By all means look and see where development is planned, and where the big kids (public high profile companies) are buying. Retail centres are obvious but there is more to economic health than supermarkets and hardware warehouses. Look for the real infrastructure – the growth in community or ‘common wealth’ as once established that rarely changes. If I was applying such criteria as a measure of the investment potential of an area, I would be more inclined to look for public transport and roads, education and health, and investment in community facilities such as parks, gardens and conservation of natural features which also incudes arable land, wetlands, ridge lines etc

If you get the mix right, you may have the ‘luck’ to choose the next Toorak, and although every dog has it’s day the gentrification of suburbs with no particular reason for existence except some aberration of planning from fifty years ago takes a very long time.

It still all comes down to the land. No, a big block in a restricted zoning is just a big block, of no particular benefit. Perhaps I should say ‘it all comes down to the position’ but that’s where the skill comes in.

Good luck

Kristine
 
Spiderman said:
Rixter, do you attribute most of your success here to good timing or that there was a redevelopment mooted?

Peter, my success was due to redevelopment planning approval years before the current boom coming into play. The current boom is double icing & cream on the cake. :)

Rick
 
Nedlands medium house price has gone from 408K in '99 up to 1.1MM in '06.

Do you still have the Nedlands House Dazz or has it been offloaded for higher yielding stock?

I ask as I recently saw this on rs.realestate.com.au and recalled you were talking off offloading it

The most recent median house price for Nedlands is $2,055,000 and the median unit price is $1,488,000.
 
In my suburb, there used to be a hole in the ground for 10 years, waiting for a Woolworths to be built.

Earlier this year, it was complete.

House prices jumped up 10%
 
In my suburb, there used to be a hole in the ground for 10 years, waiting for a Woolworths to be built.

Earlier this year, it was complete.

House prices jumped up 10%

Maybe it's more to do with there not being a hole in the ground anymore! :)

I find traction in the Bunnings principle, or major chains in regional, but not every time there is a Mc Donalds in a suburb....
 
I dont mind the priciple of Bunnings and what not, but also needs to have combination of Unis/Tafe/Education, Hospitals and population growth with low rental vacancies to have my attention
 
I dont mind the priciple of Bunnings and what not, but also needs to have combination of Unis/Tafe/Education, Hospitals and population growth with low rental vacancies to have my attention

That is exactly right.

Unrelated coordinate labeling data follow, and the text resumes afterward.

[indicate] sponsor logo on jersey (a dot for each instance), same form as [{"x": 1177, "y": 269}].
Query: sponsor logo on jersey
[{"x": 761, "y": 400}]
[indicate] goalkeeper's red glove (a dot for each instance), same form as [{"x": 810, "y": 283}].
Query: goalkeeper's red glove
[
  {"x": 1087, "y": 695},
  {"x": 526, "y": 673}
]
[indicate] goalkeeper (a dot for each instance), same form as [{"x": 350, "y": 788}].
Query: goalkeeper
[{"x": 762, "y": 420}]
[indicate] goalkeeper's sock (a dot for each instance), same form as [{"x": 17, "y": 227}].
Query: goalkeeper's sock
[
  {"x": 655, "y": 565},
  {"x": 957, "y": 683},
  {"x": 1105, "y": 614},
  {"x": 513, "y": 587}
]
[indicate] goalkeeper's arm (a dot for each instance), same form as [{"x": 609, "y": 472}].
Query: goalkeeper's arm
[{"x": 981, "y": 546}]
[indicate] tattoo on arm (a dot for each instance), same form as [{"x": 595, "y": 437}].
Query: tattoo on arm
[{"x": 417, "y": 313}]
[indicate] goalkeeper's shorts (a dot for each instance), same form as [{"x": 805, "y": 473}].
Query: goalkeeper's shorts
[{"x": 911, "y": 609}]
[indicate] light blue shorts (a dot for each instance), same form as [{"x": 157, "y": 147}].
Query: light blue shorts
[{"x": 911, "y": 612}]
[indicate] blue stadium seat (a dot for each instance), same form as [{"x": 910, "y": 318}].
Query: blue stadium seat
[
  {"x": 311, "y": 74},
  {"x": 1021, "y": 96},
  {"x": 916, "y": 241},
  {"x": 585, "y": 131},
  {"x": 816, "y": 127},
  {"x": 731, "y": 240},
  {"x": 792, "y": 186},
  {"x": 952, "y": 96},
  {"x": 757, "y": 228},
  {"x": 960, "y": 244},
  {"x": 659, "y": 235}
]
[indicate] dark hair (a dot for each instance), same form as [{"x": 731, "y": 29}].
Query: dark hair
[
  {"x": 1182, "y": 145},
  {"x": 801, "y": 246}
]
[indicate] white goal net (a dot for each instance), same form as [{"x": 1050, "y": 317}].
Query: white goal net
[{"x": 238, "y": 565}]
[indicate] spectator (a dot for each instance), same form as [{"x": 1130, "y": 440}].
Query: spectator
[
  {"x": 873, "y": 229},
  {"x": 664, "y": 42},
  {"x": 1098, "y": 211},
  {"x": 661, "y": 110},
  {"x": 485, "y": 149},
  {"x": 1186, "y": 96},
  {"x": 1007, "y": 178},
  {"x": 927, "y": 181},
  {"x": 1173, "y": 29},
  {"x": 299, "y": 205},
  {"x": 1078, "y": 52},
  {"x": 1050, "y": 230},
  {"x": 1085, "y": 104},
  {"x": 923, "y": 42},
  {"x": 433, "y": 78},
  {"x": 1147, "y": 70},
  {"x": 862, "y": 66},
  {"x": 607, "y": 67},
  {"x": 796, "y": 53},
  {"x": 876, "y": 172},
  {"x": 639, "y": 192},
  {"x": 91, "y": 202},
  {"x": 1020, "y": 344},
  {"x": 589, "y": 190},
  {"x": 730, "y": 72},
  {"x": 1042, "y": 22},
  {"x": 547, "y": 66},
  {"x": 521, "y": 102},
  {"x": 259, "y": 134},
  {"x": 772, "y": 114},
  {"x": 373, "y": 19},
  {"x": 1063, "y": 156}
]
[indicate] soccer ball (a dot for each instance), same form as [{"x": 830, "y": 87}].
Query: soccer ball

It is merely one tool in a comprehensive tool kit.
 
Read & heard from somewhere that the suburbs that has any of the two mega players are good signs that the suburbs will do well... has anyone heard something similar & know investors that have followed such a principle? not sure why coles is not included.:rolleyes:

In my experience it devalues property. Mcdonalds brings riff raff and drunks walking the streets, dropping their food packaging every-where, noise and minor propeerty damage. Woolworths and bunnings bring traffic, traffic lights congestion and much longer commuting time. I have found it harder to get good tennants when a Mcdonalds open up near by and to maintain rental fees.
 
In my suburb, there used to be a hole in the ground for 10 years, waiting for a Woolworths to be built.

Earlier this year, it was complete.

House prices jumped up 10%

I would think that Woolworths is a much stronger indicator of population growth than a Bunnings.

I suspect that Woolworths work on a much smaller catchment area than Bunnings. Bigger single purchases at a Bunnings so customers are prepared to travel further.

I also think that McDonalds have lost the plot and are ready to plonk their stores anywhere and have even tailored their outlets to allow for a scaled down model. As already mentioned the stores certainly don't attract the best clientele.